Arkansas is the perfect place to try out this new health trend. Read all about the what, why, where and how here.
One possibility that ought to be considered to help alleviate the pending traffic problems of an expanding Alltel corporation is a ground rail system using the existing railroad that runs along the river past Murray Park and into the Riverdale area. Think of all the east-west traffic that could be accommodated by such a system. Perhaps even those traveling into the downtown area could somehow be accommodated by connecting the existing railroad track that currently runs into Union Station with one that runs a little further east, maybe as far east as the new Heifer headquarters or even the Little Rock Airport. And friendly to the recreational corridor along the river and past Murray Park, such a line would well serve those wanting to take advantage of the area.
If such drastic measures as bulldozing through Hillcrest and Allsopp Park are already being talked about, surely something as simple as utilizing an existing railroad corridor to move people instead of empty box cars would be seriously considered as well.
I am writing this to help clear up a few things about having a state recognized tribe, The Lost Cherokee of Arkansas.
The Lost Cherokee of Arkansas was established to form a congregation of descendants from the pre-Trail of Tears Cherokees. Our ancestors settled in Arkansas and Missouri in the early 1700s. In the late 1820s they were forced to vacate the Arkansas reservation by the U.S. government and move to Indian Territory (later Oklahoma). Around 1828, the tribe split, with only about 8,000 of the 50,000 Cherokees from Arkansas moving to Indian Territory, and over the years that followed after the removal many moved back into Arkansas. The Cherokees that defied the treaty (1828) and stayed on the old reservation lands (located between the Arkansas and White Rivers) have lobbied the government since the early 1900s to be recognized as a Cherokee tribe.
It has been misunderstood by many that if the state recognized a tribe this would open the door for gaming and tobacco shops. This is far from the truth. Only a federally recognized tribe with restricted tribal land status from the U.S. government can do this, and a compact with the state in which the tribe lives has to be made. We are not federally recognized and we have no restricted tribal land status nor do we have a compact with the state.

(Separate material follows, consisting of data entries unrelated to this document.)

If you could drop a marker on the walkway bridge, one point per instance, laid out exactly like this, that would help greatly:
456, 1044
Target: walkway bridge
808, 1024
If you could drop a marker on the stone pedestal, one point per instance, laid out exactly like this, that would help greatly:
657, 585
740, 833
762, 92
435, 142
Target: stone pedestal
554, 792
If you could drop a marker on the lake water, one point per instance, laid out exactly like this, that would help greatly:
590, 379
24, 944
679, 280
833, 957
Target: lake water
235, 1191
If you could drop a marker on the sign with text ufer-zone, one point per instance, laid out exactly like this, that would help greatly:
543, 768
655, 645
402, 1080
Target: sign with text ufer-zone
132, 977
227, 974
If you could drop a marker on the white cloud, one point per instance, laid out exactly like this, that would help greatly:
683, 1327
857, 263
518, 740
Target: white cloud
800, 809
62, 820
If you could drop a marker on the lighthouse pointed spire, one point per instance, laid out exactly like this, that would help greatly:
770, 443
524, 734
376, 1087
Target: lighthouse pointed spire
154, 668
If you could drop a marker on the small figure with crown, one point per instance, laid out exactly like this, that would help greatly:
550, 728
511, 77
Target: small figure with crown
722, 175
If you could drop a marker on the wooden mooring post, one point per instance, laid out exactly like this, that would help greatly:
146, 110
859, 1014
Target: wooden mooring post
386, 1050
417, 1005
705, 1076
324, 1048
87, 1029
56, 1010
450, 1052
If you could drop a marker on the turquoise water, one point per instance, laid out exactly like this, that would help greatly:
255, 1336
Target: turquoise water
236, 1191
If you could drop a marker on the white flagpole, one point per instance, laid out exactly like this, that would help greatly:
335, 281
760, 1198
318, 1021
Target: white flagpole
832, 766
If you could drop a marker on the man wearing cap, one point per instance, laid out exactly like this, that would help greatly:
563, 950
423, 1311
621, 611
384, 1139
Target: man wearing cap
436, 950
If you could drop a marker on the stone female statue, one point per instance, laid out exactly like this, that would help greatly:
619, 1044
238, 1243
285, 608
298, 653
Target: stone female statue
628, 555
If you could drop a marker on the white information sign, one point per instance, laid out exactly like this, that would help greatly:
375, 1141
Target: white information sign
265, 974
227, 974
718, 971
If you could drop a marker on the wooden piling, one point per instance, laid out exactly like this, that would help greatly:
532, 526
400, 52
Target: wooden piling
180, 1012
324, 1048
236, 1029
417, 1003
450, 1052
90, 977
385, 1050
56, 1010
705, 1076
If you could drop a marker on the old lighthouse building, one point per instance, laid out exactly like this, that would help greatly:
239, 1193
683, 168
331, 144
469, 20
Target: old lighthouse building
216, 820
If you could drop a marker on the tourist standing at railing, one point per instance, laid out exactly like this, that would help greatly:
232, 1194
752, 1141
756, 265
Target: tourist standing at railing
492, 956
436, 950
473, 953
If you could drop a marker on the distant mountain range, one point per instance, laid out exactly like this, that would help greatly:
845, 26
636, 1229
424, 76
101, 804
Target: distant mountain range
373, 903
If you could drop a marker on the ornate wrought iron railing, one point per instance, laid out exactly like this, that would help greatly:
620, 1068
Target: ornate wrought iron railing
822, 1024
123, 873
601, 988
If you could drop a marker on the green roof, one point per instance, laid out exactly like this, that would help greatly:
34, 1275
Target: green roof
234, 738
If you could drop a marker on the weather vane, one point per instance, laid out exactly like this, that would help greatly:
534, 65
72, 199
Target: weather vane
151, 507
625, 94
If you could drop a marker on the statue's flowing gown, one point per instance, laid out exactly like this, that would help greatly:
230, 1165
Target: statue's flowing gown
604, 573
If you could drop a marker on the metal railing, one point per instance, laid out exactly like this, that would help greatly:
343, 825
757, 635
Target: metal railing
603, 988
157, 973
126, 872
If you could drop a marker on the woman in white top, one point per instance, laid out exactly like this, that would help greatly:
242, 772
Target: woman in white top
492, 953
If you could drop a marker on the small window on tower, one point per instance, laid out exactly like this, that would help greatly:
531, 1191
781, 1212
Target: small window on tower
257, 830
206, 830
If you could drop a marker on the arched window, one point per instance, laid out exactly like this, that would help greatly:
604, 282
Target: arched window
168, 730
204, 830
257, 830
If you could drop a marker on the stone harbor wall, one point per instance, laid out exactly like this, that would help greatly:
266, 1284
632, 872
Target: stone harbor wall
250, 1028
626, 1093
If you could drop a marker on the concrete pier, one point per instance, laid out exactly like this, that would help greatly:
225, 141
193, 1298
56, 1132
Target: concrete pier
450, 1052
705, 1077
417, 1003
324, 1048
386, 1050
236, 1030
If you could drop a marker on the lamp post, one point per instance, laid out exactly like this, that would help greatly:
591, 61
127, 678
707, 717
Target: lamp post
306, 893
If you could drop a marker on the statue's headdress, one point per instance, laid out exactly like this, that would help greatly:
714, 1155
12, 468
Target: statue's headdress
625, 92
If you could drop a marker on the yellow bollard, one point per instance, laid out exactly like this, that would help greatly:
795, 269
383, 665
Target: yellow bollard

We are not about gambling or smoke shops, we are about helping all the people of Arkansas. As a state recognized tribe we would be able to help in education, health, economic development, culture and language, through federal funds that will not come to the state except through a tribe.
Dub Maxwell, headman
Wrong on Alito
While Bob McCord’s frustrations with the Democratic opposition to Samuel Alito’s nomination to the U.S. Supreme Court is understandable, his analysis of the situation is inexcusable. He points out that Democrats should be focusing on any number of other important issues that face the nation. Could the Republicans get at least one thing right, perhaps Democrats wouldn’t have to spread themselves so thin.
McCord is flat out wrong that Alito is a fine candidate for the Supreme Court, though. If Alito were so moderate, this administration would not have nominated him. It would too inflame their base of supporters if Alito actually intended to protect homosexuals and not overturn Roe v. Wade. Fact is, Alito is unexceptional and indistinguishable from any other conservative judge in a lot of ways. Why has he been nominated? His views on executive power. Alito believes strongly that the president has a constitutional right to be king during a time of war.
Of course, McCord throws in at the end of his column that he doesn’t care if the president spies on people without easily obtainable and legal warrants because 9/11 happened. No wonder he also has no problem with Alito and his belief in unrestrained executive power. Those of us who still hold the Constitution dear will continue to fight the Republicans on all fronts, especially one so important as this Supreme Court nomination, which has ties to the president’s grab at unlimited and unchecked power.
Where’s the USA?
I was watching the G8 Summit on Africa and pondering how we, as one of the most influential and wealthy nations, will attempt to help tackle the humanitarian crisis that exists on that ever-exploited continent. Or will we bother? Tony Blair has donated in the range of $85 million to help with the malaria epidemic, as has Bill Gates. Former President Clinton is steadfast in his commitment to alleviating the AIDS pandemic. Where is the USA?
We’re in Iraq helping free people who want nothing more than for us to leave them alone — to the tune of around $200 billion before it is all said and done. We are killing upwards of 100,000 Iraqi civilians. We were “reactive” to the terrorist threat. For all we know, the next great killer resides somewhere in Africa, in the form of disease. Let us be “proactive” towards this threat.